The main result concerning impulse is the following: $$ I = \Delta p $$ In other words, the impulse applied to an object will determine its change of momentum. Intuitively this makes sense because the harder you push and the longer you push (i.e. larger \(F\Delta t\)), the more you could change the motion of an object. This could be proven mathematically using Newton's Second Law: $$ \begin{eqnarray} F&=&ma \\ &=& m \frac{dv}{dt} = \frac{d (mv)}{dt} \\ &=& \frac{dp}{dt} \\ \Rightarrow F &\approx& \frac{\Delta p}{\Delta t} \\ \Rightarrow F \Delta t &\approx& \Delta p \\ \Rightarrow I &\approx& \Delta p \end{eqnarray} $$

The impulse of the force over \(10s\) is: $$ I = F \Delta t = (5N)(10s) = 50Ns $$ This gives the change in momentum: $$ \Delta p = I = 50Ns = 50kgm/s $$ The change in velocity could be found by noting \(\Delta p = \Delta (mv) = m \Delta v\): $$ m \Delta v = 50kgm/s \Rightarrow \Delta v = \frac{50kgm/s}{2kg} = 25 m/s $$

Try It Yourself (click to show)

$$ \begin{eqnarray} p_i &=& m u = (2)(3) = 6kgm/s\\ p_f &=& m v = (2) (-5) = -10kgm/s\\ \Delta p &=& p_f - p_i = -16kgm/s\\ \end{eqnarray} $$
$$ \begin{eqnarray} I &=& F \Delta t \\ \Rightarrow F &=& \frac{I}{\Delta t} = \frac{-16Ns}{0.1s} = -160N \end{eqnarray} $$ The negative sign means the force is pushing the ball to the left.

Center of Mass

Imagine you throw out a stick in a spinning motion (in the absence of gravity):

The motion looks really complicated.
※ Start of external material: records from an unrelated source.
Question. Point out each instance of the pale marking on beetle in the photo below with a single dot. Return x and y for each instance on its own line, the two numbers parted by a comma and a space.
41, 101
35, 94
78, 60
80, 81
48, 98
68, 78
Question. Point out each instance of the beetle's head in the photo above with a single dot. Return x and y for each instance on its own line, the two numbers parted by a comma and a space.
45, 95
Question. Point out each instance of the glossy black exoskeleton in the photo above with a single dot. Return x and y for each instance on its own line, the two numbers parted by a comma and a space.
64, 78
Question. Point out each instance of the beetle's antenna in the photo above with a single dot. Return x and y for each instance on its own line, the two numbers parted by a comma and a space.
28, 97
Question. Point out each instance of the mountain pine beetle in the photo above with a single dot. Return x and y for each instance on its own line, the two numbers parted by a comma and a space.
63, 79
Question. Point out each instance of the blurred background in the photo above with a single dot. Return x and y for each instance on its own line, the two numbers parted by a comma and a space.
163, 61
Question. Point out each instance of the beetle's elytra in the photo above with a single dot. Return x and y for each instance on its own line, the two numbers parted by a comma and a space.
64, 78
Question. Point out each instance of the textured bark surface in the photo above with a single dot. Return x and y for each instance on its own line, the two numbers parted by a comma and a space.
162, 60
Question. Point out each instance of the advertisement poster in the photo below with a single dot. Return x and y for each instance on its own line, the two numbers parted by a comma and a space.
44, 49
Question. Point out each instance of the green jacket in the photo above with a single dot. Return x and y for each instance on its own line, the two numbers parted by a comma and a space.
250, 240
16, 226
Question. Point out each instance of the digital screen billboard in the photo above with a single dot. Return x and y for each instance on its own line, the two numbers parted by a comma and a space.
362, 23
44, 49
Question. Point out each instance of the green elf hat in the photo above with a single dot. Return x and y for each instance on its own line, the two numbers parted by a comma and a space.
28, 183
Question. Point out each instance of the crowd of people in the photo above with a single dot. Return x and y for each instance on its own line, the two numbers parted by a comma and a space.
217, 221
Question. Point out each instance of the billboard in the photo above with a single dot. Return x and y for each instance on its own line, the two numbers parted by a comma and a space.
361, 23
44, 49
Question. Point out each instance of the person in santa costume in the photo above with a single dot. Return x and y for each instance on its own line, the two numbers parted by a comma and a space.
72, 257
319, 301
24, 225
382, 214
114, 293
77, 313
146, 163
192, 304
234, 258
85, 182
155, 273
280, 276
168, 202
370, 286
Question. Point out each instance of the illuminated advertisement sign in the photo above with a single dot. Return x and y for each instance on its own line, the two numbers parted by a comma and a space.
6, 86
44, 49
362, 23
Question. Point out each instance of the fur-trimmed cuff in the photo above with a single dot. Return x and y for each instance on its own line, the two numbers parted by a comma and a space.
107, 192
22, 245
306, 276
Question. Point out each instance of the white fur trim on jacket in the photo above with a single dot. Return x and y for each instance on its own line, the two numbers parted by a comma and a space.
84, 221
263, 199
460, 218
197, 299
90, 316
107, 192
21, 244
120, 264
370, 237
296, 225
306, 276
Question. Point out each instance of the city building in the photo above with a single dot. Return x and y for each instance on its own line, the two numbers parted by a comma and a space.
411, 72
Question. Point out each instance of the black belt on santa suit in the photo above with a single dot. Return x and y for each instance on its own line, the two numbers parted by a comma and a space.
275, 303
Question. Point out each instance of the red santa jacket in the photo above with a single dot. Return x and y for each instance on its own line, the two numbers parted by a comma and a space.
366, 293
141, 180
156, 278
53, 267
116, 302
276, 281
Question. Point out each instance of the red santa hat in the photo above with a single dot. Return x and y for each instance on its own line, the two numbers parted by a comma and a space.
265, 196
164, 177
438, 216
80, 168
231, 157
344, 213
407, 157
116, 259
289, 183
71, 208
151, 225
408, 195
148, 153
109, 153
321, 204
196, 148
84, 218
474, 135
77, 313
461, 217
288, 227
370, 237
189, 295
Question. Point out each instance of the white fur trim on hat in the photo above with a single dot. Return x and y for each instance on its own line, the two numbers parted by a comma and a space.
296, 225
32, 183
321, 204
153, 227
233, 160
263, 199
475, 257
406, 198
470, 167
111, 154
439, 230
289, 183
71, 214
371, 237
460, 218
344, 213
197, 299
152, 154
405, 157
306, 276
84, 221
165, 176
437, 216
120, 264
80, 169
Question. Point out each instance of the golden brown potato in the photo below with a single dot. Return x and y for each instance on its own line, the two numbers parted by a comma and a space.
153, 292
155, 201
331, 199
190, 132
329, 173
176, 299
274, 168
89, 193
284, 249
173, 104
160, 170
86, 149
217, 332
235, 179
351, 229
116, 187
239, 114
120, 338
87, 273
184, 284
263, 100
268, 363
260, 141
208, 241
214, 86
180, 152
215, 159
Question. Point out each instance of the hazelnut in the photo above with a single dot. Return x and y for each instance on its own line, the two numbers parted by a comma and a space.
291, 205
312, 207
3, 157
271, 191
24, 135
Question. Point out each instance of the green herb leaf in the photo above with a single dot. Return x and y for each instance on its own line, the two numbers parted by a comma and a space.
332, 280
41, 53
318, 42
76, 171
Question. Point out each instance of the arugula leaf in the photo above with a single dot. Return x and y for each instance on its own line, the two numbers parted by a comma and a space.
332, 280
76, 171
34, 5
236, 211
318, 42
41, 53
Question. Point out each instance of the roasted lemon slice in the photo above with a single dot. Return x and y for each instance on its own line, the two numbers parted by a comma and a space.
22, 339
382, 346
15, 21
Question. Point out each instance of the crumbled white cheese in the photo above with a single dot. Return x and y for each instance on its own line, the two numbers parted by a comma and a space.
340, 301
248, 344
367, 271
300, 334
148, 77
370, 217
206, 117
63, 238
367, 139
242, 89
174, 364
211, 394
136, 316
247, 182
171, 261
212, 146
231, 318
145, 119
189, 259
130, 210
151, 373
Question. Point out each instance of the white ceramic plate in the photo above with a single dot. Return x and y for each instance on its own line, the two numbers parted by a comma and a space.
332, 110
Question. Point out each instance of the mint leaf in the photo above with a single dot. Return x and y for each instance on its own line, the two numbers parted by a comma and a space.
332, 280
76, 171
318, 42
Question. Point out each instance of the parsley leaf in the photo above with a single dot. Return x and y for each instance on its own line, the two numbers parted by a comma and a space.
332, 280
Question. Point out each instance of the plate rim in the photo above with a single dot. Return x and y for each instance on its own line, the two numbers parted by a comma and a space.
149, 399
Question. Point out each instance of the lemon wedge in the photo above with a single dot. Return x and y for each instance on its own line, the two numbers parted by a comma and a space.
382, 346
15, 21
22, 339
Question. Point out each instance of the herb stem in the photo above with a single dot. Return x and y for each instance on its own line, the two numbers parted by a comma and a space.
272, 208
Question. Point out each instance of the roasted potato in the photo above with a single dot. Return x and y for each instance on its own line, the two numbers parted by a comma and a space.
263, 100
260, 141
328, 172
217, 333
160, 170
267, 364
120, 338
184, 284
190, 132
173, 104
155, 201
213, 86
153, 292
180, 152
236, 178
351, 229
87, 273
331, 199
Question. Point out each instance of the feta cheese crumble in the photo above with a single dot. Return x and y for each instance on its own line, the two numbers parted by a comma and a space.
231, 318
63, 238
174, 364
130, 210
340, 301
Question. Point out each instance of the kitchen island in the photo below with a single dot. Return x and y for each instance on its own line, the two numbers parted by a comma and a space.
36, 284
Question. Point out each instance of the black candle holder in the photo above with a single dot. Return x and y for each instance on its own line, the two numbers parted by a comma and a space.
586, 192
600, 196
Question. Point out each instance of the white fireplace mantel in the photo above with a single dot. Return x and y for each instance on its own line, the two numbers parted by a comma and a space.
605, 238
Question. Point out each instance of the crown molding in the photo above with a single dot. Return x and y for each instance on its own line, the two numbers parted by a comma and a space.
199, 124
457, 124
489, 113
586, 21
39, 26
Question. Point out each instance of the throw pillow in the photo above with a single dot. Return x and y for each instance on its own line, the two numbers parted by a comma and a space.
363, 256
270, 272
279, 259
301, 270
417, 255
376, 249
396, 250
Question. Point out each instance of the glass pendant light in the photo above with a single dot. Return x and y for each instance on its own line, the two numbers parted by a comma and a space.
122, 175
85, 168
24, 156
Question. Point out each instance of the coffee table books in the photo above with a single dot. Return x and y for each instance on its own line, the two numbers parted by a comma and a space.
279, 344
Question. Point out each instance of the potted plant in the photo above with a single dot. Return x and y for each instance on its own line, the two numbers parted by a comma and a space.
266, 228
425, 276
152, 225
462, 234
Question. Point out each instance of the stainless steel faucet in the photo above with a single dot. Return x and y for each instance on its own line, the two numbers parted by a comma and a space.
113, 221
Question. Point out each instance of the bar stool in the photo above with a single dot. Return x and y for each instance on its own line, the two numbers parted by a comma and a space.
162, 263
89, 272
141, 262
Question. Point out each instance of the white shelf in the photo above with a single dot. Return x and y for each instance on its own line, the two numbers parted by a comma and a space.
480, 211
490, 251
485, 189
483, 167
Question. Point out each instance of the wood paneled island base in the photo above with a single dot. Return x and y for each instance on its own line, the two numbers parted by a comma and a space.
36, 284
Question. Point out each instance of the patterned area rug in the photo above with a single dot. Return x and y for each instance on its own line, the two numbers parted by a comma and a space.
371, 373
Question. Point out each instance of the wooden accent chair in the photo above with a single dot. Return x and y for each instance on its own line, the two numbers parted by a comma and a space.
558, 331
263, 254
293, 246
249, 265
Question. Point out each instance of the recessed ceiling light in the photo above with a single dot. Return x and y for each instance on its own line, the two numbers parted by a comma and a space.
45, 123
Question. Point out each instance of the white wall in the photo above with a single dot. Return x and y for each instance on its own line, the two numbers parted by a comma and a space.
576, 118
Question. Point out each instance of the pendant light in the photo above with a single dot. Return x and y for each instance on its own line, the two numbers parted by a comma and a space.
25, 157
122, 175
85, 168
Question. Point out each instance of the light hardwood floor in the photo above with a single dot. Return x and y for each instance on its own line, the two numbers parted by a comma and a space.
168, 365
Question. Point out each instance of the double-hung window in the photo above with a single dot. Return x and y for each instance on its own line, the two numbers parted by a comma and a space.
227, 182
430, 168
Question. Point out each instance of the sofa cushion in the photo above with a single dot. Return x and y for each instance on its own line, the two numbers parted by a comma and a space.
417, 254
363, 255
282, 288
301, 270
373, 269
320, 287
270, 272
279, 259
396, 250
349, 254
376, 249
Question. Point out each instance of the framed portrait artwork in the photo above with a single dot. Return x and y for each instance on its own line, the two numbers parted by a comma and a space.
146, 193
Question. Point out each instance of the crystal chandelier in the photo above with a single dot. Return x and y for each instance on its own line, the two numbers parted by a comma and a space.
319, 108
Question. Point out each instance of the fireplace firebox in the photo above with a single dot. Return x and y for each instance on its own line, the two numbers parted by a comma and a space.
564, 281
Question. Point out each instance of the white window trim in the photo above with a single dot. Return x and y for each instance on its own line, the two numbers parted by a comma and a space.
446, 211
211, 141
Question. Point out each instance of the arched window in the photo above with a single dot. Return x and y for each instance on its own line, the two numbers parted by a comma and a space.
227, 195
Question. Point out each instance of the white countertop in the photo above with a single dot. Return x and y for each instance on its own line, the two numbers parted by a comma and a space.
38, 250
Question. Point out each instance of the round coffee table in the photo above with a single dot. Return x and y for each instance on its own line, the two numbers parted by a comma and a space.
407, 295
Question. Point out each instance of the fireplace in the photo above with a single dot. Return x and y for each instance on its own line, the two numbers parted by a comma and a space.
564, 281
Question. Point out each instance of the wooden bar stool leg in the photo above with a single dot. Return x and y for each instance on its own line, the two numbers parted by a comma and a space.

However, with the help of a special point, the center of mass, represented by a red dot below, the motion above could be separated into 2 simple motion:

Center of mass enables us to split complicated motion into linear motion and rotation, which we can then calculate separately.

Here is another example, in the presence of gravity:

You already learned in an earlier chapter how to compute the motion of a point mass in projectile motion, once you learn (in the next few chapters) how to compute the rotation of the hammer, you will be able to describe the complicated motion of the hammer and any other big (non-point-like) objects completely.

The basic formula for the center of mass is: $$ x_{CM} = \frac{m_1 x_1 + m_2 x_2}{m_1 + m_2} $$

The formula could be easily generalized to three or more masses, and in higher dimensions. For example, the center of mass of three objects along the y axis is: $$ y_{CM} = \frac{m_1 y_1 + m_2 y_2 + m_3 y_3}{m_1 + m_2 + m_3} $$

$$ \begin{eqnarray} x_{CM} &=& \frac{m_1 x_1 + m_2 x_2}{m_1 + m_2} \\ &=& \frac{(4)(2)+ (6)(5)}{4+6} \\ &=& 3.8m \end{eqnarray} $$
The coordinates of the three mass can be read off from the figure: $$ \begin{eqnarray} m_1: (0, 0) \\ m_2: (0, 3) \\ m_3: (4, 3) \end{eqnarray} $$ $$ \begin{eqnarray} x_{CM} &=& \frac{m_1 x_1 + m_2 x_2 + m_3 x_3}{m_1 + m_2+ m_3} \\ &=& \frac{(1)(0)+ (2)(0)+ (3)(4)}{1+2+3} \\ &=& 2m \\ y_{CM} &=& \frac{m_1 y_1 + m_2 y_2 + m_3 y_3}{m_1 + m_2+ m_3} \\ &=& \frac{(1)(0)+ (2)(3)+ (3)(3)}{1+2+3} \\ &=& 2.5m \end{eqnarray} $$

In summary the center of mass is at: $$ (2, 2.5)m $$

Simulation - Center of Mass (click to hide)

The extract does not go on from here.